The catching of the two billionth salmon is an opportunity to reflect on Bristol Bay’s salmon resources, their value to fishermen and the state, and the reasons for their health.
Two billion salmon is about 12 billion pounds of high-quality protein that is in demand around the world. Fishermen earned $5 billion from that catch, and its wholesale value is two or three times that. It is the product of a fishery that is healthy and sustainable.
The success of the Bristol Bay salmon fishery can be attributed to the region’s tremendously productive natural habitat, the science-based management of the resource, and the shared commitment to stewardship by the state, fishermen, and seafood processors.
Salmon elsewhere around the world have not fared as well. On the Atlantic Coast and in the Pacific Northwest, salmon stocks have suffered from overfishing, dams, loss of habitat, and pollution.
Bristol Bay wasn’t immune from such threats. Stocks were overfished in the early years and hammered by foreign high-seas fleets. In the 1950s, Bristol Bay catches sank.
Then came Alaska statehood, bringing a constitutionally mandated commitment to sustainability. Fish and Game took that charge seriously, applying new science and management tools.
Processors supplemented that work by funding the University of Washington’s Fisheries Research Institute. The University of Alaska and the locally-funded Bristol Bay Science and Research Institute added to those efforts.
Rebuilding salmon runs didn’t come easily. It required sacrifices on the part of fishermen and processors that were hard on many. But it paid off. Combined with favorable natural conditions, it resulted in the unprecedented harvests Bristol Bay produced in recent decades.

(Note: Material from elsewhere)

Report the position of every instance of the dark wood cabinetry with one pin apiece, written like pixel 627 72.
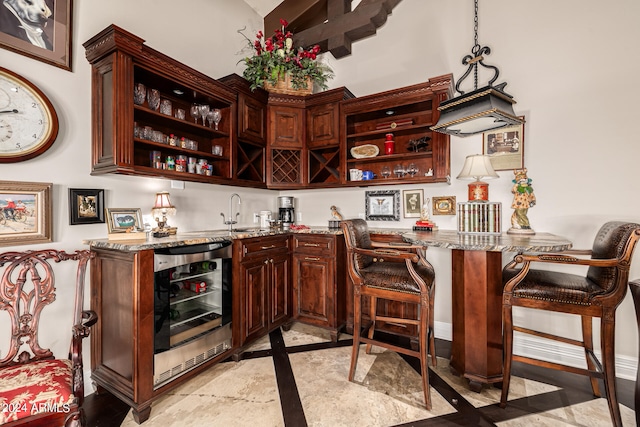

It took 95 years for Bristol Bay to produce its first billion salmon. The two billionth salmon will come just 38 years after that.
That one billionth salmon was caught on the afternoon of June 28, 1978, in the Nushagak River district.
At the end of the 1977 season, the combined Bristol Bay catch stood at 998 million salmon, two million short of the billion-fish mark. The 1978 season started slowly as fishermen and processors haggled over sockeye prices.
Early in the season, 700,000 salmon were landed but fishing ground to a halt as price talks dragged on. Fishermen and processors finally reached a settlement on June 27 and the fleet immediately went out.
In twelve-hour openings that day in the Naknek/Kvichak and Egegik districts, fishermen landed 900,000 salmon, boosting the total to 1.6 million.
The Nushagak district then opened the following morning. When it closed at 6 p.m. on June 28, another 660 thousand salmon had been landed, including the billionth fish.
It was probably a sockeye, but one in five salmon landed that day on the Nushagak was a chum. It also could have been a Chinook. The 1978 season was pretty good for king salmon, but only three thousand were landed that day.
Rarer still, it could been a pink salmon. 1978 would be a record year for pinks in Bristol Bay but that day only five were landed.
Whoever catches the two billionth salmon will never be known. Fishing will probably be fast and furious when next year’s catch tops 9.5 million. Anyone could claim credit for catching the two billionth salmon. And everyone should.
Management and preservation of a resource as valuable as Bristol Bay is a shared long-term responsibility of fishermen, processors, and the state and federal governments.
While we celebrate this milestone of history, we should keep our focus on Bristol Bay’s future.
Because challenges remain. Climate change, warming ocean temperatures, and increased acidification pose potential threats to the high seas survival of salmon. The state’s current budget woes threaten support for needed research and management efforts.
With continued scientific management of the salmon resource, maintaining the fish’s natural habitat, and a little good luck, Bristol Bay fishermen might look forward to catching its three billionth salmon in 2054.
Bob King was news director of KDLG radio from 1978 to 1994. He recently served as advisor on fishery issues to U.S. Senator Mark Begich.